Le rendez-vous est donné devant le café Angelina, à Bryant Park, tout près des nouveaux bureaux de Nathalie Kosciusko-Morizet. L’occasion est trop belle de faire comme les nombreux new-yorkais, par ce chaud après-midi de juillet : saisir deux chaises et engager la conversation dans le parc, chocolat froid à la main.
L’ancienne ministre française de l’Écologie, qui a quitté la politique en 2017, est depuis trois ans installée à New York. Arrivée initialement chez Cap Gemini, elle vient de changer de casquette et rejoint le monde de l’investissement, en devenant senior partner du fonds français Antin Infrastructure Partners. Ce dernier vient de lancer une initiative appelée Next Generation, qui vise à identifier les infrastructures durables de demain en Europe comme en Amérique du Nord. Nathalie Kosciusko-Morizet va diriger une équipe dédiée à cette thématique depuis New York, où Antin Infrastructure Partners compte 35 personnes de toutes origines.
Retour aux sources
« Il y a une vraie transformation en cours dans le monde des infrastructures. Le progrès technologique rencontre de nouveaux besoins en termes de respect de l’environnement, d’autonomie, de connectivité, et les infrastructures permettent de transformer ces innovations en réalité », s’enthousiasme-t-elle. Le fonds Antin Infrastructure Partners, qui a été un des pionniers à investir dans la fibre optique, vient de lever un fonds midcap de 2,2 milliards d’euros, qui sera investi en Europe et en Amérique du Nord.
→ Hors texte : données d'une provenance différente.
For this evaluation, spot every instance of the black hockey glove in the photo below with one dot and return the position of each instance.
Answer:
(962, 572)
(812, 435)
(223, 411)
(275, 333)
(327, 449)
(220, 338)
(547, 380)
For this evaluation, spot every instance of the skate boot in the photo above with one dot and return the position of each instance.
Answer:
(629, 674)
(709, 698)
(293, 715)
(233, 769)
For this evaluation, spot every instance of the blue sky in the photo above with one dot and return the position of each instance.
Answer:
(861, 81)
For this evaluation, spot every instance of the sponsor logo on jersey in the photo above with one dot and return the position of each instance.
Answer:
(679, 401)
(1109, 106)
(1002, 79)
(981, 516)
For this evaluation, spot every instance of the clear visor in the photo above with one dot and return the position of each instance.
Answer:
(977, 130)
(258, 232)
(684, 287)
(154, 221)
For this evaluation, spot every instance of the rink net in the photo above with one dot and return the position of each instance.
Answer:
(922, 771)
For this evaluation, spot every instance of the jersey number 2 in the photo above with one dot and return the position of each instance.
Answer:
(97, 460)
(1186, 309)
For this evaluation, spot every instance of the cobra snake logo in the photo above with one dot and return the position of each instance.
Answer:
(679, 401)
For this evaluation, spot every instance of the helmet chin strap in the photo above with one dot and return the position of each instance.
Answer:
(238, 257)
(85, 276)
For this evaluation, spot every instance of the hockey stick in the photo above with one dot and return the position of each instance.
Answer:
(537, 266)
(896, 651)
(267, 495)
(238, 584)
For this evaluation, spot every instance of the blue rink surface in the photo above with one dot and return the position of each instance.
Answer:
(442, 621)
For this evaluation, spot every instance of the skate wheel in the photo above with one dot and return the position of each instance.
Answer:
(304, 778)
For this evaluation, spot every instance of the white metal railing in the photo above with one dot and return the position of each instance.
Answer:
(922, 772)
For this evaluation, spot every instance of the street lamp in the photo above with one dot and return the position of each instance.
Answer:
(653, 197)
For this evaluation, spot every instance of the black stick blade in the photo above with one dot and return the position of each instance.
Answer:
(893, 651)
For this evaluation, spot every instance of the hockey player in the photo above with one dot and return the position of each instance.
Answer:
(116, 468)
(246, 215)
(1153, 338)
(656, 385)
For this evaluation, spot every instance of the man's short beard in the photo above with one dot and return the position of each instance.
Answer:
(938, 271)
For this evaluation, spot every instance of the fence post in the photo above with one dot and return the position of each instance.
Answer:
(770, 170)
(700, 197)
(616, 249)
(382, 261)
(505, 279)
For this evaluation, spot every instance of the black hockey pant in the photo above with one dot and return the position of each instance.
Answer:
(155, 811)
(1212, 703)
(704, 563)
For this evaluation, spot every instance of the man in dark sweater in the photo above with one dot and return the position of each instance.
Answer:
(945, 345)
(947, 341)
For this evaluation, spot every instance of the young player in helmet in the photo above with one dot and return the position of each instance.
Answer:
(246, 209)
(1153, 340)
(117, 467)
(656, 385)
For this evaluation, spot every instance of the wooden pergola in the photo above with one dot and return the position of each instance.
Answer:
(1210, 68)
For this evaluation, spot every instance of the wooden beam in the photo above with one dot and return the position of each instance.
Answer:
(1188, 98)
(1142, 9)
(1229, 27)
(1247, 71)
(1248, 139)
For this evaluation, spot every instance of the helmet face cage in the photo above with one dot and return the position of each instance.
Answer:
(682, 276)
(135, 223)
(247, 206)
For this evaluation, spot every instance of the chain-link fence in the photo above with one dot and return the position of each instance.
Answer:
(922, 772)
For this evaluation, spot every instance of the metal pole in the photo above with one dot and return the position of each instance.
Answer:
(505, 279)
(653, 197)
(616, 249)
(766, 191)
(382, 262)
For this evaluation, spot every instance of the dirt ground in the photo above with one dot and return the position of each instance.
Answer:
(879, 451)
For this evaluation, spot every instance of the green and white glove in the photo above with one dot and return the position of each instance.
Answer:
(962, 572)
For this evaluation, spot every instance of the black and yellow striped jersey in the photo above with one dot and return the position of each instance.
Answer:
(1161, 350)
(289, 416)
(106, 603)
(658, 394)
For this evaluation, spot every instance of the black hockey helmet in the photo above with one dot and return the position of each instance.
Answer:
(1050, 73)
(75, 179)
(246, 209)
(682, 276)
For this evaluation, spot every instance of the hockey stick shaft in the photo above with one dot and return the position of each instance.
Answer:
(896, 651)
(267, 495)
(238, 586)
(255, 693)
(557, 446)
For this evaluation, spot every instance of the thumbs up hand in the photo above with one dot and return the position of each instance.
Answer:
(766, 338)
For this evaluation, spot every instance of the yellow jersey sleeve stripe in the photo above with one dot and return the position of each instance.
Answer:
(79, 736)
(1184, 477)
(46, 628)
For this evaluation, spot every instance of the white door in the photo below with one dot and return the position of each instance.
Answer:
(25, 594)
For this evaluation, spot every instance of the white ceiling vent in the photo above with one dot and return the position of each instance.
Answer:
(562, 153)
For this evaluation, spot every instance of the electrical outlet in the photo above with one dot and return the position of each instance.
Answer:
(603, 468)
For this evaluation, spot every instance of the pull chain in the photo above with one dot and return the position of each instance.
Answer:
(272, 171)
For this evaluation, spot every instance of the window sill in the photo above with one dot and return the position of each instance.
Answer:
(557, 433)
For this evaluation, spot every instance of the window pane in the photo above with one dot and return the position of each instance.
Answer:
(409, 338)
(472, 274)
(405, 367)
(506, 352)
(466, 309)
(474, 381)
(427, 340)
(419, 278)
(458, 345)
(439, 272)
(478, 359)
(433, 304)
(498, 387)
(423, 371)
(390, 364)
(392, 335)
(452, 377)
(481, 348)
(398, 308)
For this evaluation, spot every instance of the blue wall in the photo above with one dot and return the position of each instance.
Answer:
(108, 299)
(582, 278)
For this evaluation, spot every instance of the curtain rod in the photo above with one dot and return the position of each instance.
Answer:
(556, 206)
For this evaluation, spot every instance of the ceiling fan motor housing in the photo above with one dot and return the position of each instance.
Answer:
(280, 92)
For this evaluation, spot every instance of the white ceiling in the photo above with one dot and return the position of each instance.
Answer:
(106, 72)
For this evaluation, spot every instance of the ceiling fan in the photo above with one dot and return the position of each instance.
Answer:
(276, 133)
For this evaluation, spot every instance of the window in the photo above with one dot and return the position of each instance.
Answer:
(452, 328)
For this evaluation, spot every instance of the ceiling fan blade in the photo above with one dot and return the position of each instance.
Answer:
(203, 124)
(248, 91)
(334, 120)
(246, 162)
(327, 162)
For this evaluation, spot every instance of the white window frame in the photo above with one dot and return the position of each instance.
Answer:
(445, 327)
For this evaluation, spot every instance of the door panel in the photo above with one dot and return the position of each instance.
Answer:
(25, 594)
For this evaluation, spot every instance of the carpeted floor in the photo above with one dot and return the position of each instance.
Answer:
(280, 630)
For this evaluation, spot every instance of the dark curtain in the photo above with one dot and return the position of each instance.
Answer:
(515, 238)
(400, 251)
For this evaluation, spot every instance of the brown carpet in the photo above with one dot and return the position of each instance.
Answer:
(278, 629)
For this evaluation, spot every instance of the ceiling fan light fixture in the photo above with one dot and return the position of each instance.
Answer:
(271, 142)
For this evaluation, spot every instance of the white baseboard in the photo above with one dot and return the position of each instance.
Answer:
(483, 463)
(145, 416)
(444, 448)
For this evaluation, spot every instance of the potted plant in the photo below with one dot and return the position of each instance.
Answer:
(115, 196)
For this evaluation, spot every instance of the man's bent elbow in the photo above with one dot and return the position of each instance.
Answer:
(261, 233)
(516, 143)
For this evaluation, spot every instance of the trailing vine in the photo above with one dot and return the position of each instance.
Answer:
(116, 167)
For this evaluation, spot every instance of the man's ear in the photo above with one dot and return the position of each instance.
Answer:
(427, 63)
S’il est déjà un investisseur expert des infrastructures durables, l’objectif est de réfléchir à de nouvelles opportunités de façon transversale, multisectorielle. « C’est un retour aux sources pour moi », dit avec un sourire celle qui a commencé sa carrière au ministère des Finances en 1998, en charge de négocier l’application des Protocoles de Kyoto. « A l’époque, peu de gens connaissaient le concept de l’effet de serre, ils le confondaient avec les pluies acides. Aujourd’hui, Il y a enfin une véritable prise de conscience verte ». Elle loue ainsi le véritable « alignement des planètes » entre les innovations d’un côté et ceux qu’elle appelle les ‘enablers’ de l’autre, les pouvoirs publics ainsi que les acteurs privés comme les fonds d’investissement.
Libre à New York
Une chose est sûre, Nathalie Kosicusko-Morizet savoure l’anonymat de la vie à New York. « J’ai été surprise par la rémanence de l’image politique en France », déclare celle qui a eu du mal à trouver un employeur privé sérieusement intéressé par ses compétences lorsqu’elle a quitté la politique en 2017. A l’époque, elle noue une relation de confiance avec Paul Hermelin, le PDG de Cap Gemini, et ils conviennent ensemble que la jeune femme doit partir à l’étranger pour entamer sa nouvelle vie dans le privé. Ce sera New York, une ville de cœur où elle prend en charge l’intégration d’une ancienne filiale de Lockheed Martin, que le géant mondial du conseil vient de racheter. Avant d’être rappelée par le fonds Antin, qui l’avait déjà sollicitée dans une phase plus précoce de son développement américain.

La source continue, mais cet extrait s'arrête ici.